Evidence from 1 billion observations
Professor Per Pettersson Lidbom, Stockholms University
Sweden, once a poor agrarian society, developed in less than a century into one of the world’s richest and most industrialized countries. Some contend that a culture of collective action facilitated this extraordinary transition, allowing Sweden to effectively provide the public goods necessary for a modern society to develop and for innovation to flourish. Others on the contrary argue that Sweden’s large and active state provides public goods inefficiently and further hinders growth by distorting incentives. This study makes progress on distinguishing between these views by assembling a rich dataset which maps local public good provision across Sweden over almost 100 years, which we then use to evaluate how public good provision contributed to economic development.

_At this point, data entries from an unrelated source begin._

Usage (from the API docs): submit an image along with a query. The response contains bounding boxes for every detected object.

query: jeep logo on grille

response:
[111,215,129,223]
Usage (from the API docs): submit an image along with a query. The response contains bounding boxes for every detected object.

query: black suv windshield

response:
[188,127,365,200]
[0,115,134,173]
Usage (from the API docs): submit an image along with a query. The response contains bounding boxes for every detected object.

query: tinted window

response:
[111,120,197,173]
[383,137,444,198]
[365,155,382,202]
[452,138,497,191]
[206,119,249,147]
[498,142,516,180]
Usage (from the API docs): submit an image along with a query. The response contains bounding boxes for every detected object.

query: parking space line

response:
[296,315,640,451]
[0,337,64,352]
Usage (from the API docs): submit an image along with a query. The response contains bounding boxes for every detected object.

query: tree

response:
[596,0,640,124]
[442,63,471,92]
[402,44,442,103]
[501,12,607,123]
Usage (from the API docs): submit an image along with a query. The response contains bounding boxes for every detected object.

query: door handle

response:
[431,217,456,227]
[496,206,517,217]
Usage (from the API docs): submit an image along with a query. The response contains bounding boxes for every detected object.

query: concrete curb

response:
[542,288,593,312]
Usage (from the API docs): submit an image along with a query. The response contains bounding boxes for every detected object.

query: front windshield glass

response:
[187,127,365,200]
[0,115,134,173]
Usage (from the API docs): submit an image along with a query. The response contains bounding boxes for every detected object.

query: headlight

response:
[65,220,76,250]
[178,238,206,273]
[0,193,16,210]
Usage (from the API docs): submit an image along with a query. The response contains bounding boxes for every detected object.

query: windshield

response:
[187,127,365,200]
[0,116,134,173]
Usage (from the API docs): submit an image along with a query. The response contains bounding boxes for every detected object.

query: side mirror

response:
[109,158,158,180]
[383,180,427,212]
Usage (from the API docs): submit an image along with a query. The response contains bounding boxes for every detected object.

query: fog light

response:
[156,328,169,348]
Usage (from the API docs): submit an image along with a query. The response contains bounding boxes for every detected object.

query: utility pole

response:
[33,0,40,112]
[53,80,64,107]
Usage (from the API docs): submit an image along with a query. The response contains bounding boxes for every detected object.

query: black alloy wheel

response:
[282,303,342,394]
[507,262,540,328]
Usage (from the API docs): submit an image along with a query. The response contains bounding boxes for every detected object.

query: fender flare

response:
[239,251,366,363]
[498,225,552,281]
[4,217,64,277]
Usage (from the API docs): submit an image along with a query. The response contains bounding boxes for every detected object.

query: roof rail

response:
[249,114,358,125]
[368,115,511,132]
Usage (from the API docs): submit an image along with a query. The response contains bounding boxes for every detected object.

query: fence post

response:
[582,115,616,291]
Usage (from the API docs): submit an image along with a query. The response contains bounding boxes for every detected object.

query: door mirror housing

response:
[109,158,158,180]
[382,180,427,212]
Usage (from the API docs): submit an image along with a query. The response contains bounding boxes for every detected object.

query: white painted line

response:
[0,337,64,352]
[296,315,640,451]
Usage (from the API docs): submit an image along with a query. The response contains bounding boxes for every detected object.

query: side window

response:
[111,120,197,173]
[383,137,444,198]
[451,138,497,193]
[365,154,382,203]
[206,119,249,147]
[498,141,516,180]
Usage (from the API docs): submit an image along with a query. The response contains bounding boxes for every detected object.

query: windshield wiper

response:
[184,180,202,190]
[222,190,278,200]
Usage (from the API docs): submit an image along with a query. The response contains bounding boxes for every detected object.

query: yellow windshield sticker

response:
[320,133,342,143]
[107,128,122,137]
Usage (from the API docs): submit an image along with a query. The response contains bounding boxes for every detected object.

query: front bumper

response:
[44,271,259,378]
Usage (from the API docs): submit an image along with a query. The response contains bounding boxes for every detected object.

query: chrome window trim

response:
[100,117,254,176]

Our focus is local governments, who were historically responsible for a large share of public good provision in Sweden. We exploit a remarkable and almost unstudied archive of yearly local government records. Currently stored in the Swedish National Archives, access to these data remains severely limited, requiring physical presence in the archives themselves. In this study, we will process raw data from an earlier digitization project into an accessible database which we will make broadly available to the Swedish and international community. The final dataset will cover 500 observations for all Sweden’s 2500 municipalities, annually between 1860 and 1950, or 1 billion data points over the entire period.